14. The apparatus of any of claims 10-12, wherein a frequency domain length of a sidelink resource block included in the sidelink resource pool is greater than or equal to a first preset value, and/or a time domain length of the sidelink resource block is greater than or equal to a second preset value.

15. A resource management device is applied to any member vehicle except a vehicle head in a vehicle formation, and is characterized by comprising a receiving unit and a processing unit:

the receiving unit is configured to receive resource allocation information sent by the vehicle head, where the resource allocation information is determined according to an idle sidelink resource reserved in a preconfigured sidelink resource pool, and resource demand information corresponding to each of a plurality of first vehicles in the vehicle formation and the vehicle head, the plurality of first vehicles are vehicles in the vehicle formation that need to use resources, the resource allocation information is used to indicate resources allocated to the group member vehicle, and the group member vehicle is a vehicle included in the plurality of first vehicles;

the processing unit is configured to determine, according to the resource allocation information received by the receiving unit, a sidelink resource that can be used by the apparatus itself;

16. The apparatus as claimed in claim 15, wherein said receiving unit is specifically configured to:

receiving a multicast message sent by the vehicle head on a first resource, wherein the multicast message comprises an identifier of each first vehicle in the first vehicles and correspondingly allocated resource allocation information, and the first resource is a resource which can be used by the vehicle head and is determined in the reserved idle sidelink resources according to resource demand information of the vehicle head and resource demand information respectively corresponding to the first vehicles;

the processing unit is specifically configured to:

and determining corresponding resource allocation information according to the identification of the group member vehicle and the multicast message.

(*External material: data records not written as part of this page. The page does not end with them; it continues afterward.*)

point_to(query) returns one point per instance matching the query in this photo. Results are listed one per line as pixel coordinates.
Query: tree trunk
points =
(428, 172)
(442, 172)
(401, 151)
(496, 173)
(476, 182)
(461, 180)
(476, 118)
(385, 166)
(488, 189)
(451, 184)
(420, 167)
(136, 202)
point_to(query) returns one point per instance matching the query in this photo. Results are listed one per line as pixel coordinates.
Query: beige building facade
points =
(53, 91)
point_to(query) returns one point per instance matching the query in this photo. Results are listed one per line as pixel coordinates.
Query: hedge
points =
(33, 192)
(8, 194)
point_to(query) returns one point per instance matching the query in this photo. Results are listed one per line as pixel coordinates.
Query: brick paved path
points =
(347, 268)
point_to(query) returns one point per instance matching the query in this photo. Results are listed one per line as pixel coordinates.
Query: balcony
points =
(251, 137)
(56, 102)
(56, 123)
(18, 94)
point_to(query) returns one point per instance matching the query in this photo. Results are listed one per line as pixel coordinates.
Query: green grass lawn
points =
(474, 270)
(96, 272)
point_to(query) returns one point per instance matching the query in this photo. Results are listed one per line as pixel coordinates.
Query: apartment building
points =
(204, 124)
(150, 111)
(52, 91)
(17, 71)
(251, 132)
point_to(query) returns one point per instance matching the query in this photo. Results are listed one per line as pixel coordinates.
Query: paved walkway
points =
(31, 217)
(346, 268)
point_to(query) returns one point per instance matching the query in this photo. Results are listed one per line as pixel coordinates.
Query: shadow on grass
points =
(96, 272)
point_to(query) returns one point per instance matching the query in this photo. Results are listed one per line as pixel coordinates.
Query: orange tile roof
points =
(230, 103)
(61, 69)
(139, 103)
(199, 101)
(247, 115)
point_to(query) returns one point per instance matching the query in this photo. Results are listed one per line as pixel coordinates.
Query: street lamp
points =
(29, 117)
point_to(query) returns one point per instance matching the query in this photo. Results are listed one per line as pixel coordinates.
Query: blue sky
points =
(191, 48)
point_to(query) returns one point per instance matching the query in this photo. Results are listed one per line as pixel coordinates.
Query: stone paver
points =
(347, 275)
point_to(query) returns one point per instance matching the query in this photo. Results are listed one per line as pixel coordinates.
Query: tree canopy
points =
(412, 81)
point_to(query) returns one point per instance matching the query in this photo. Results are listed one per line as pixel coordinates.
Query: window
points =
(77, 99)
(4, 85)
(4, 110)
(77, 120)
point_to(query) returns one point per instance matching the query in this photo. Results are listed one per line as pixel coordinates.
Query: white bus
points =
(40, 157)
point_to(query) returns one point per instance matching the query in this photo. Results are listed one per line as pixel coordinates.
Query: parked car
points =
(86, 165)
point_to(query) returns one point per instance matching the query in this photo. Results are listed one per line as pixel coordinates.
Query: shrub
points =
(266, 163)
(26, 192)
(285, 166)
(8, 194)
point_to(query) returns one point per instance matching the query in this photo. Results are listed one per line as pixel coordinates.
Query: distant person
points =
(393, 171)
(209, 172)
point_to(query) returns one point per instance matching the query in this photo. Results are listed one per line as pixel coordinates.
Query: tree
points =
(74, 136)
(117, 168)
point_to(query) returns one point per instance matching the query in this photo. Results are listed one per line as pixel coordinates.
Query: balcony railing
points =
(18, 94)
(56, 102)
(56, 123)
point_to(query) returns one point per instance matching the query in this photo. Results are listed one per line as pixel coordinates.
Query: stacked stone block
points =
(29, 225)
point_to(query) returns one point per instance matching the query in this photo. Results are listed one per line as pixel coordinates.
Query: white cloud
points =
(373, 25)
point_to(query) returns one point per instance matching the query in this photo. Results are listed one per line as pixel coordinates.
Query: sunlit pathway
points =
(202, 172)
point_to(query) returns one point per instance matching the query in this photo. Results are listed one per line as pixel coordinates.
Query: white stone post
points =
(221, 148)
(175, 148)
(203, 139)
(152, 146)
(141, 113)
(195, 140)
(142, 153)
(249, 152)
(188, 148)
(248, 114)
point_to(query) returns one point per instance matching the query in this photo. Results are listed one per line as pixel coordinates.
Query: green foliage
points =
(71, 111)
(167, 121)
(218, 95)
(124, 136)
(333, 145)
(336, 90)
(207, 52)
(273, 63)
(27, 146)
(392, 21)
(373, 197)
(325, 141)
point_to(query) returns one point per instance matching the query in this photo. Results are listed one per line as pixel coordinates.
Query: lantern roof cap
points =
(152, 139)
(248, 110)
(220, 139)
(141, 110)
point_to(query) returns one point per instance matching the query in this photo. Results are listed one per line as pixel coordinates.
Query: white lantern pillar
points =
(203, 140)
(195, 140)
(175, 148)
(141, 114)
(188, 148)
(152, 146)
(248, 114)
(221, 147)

17. The apparatus of claim 15 or 16, wherein the sidelink resource pool comprises resources dedicated to communications by vehicles in the fleet of vehicles.

18. The apparatus of claim 15 or 16, wherein a frequency domain length of a sidelink resource block included in the sidelink resource pool is greater than or equal to a first preset value, and/or a time domain length of the sidelink resource block is greater than or equal to a second preset value.

19. A vehicle head device, characterized by comprising at least one processor connected to a memory, the at least one processor being configured to read and execute a program stored in the memory to cause the device to perform the method according to any one of claims 1-5.

20. A vehicular device comprising at least one processor coupled to a memory, the at least one processor configured to read and execute a program stored in the memory to cause the device to perform the method of any of claims 6-9.

21. A computer-readable storage medium having stored thereon computer instructions which, when executed on a computer, cause the computer to perform the method of any one of claims 1-9.